Energy

Wednesday, October 14, 2009 2:03 PM

Solar Decathlon Shows Off Bright Ideas

By Emily Vaughan, NationalJournal.com

As energy policy stands poised to be the next big fight on the Hill, a competition to design a piece of its future is playing out a few blocks away on the National Mall.

In the Solar Decathlon, a competition sponsored by the Department of Energy, teams from 20 universities in four countries build houses powered entirely by the sun. The contest is designed to prove that solar houses have moved beyond the ugly 1970s stereotype and to educate homebuyers and builders about solar's potential to create energy-efficient and livable houses, said Director Richard King. "We wanted to challenge the architecture on how to build a beautiful home," he said. "There are still a lot of homeowners associations that say, 'We don't want that in our neighborhoods.'"

The Department of Energy aims to have marketable zero-energy homes ready by 2020, and solar is going to be a big part of reaching those goals. "It goes with a house so well," King said. "Sunlight is free out there, but once it hits the ground, it's gone.... A house is a perfect collector."

This is the fourth Solar Decathlon; the first was in 2002. Teams made up of undergraduate and graduate students convene on the Mall to create a "solar village" that's open to the public for 10 days in October. The teams put their homes through a series of tests, such as doing loads on laundry and cooking meals, and go through rounds of judging on 10 different aspects, from engineering and lighting design to market viability and communications. King called the competition "part beauty contest, part performance."

For the first time, this year's houses are bi-directional: They feed into Washington's power grid when they're producing more energy than they need, and they draw on the grid when sunlight isn't as abundant. The goal, King says, is to come out net zero at the end of the day. Commercial homes would work the same way: The give-and-take depending on the available sunlight should yield net-zero use at the end of each month. For the competitors, any surplus energy the houses create ups their score.

The contest has drawn lawmakers down from the Hill to support schools and students from their districts. On Tuesday, Rep.
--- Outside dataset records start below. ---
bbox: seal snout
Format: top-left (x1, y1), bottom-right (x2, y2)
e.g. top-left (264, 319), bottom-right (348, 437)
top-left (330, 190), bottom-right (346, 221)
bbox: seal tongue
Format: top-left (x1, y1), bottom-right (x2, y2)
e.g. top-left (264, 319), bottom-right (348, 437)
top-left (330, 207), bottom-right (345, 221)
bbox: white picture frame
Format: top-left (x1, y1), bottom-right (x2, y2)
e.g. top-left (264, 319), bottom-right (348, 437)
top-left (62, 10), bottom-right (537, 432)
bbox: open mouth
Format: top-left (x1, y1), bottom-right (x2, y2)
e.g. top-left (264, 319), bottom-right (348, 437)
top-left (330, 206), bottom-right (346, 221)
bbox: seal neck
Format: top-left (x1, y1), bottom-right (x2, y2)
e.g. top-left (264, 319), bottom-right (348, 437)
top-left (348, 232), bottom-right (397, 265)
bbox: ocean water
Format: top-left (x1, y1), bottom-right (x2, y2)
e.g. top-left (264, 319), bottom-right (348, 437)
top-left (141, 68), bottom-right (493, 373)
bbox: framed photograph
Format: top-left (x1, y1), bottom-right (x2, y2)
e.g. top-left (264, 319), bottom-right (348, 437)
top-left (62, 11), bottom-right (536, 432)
Mike Arcuri, a Democrat whose upstate New York district is near Ithaca, toured Cornell University's "Silo House" to see how the students captured the region's aesthetic. Sen. Daniel Akaka, D-Hawaii, also stopped by Silo House, whose team has three Hawaiian students.
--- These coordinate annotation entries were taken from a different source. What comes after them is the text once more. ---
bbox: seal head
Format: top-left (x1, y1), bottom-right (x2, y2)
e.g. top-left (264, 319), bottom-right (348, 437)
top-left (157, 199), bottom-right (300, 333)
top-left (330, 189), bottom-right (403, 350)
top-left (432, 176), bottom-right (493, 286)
The exhibition "has opened my mind to the practical uses of solar," Akaka said. He noted the multipurpose design of Silo House, such as the bed that can be raised to the ceiling to create more floor space during the day. Solar energy would be very applicable in a sunny state like Hawaii, he said. "This is the year of alternative energy," he said.

Arcuri was equally impressed, if less optimistic about solar power's national application. "There are limitations to solar in upstate New York," he said. "You don't get that kind of sun." Plus, he said, the technology is still not cost-effective enough.

Some teams tried to address the cost issue, the most effective being Rice University, whose "Zerow" house will find a permanent home in Houston's poverty-stricken Third Ward after the competition. Zerow was the least expensive house, costing just $140,000 to construct. With pre-fabrication, production costs can be reduced by 40 percent, said team member North Keeragool, an architecture graduate student. The team's goal was to look at what a real homeowner could afford, he said. Rice came in second in the market viability category.

Team California's "Refract House" leads overall by a slim margin, having won for architectural design and communications and placing third in market viability. But with only half of the competition's 1,000 points awarded, it is still anyone's game, King said. The overall winner will be announced Friday morning.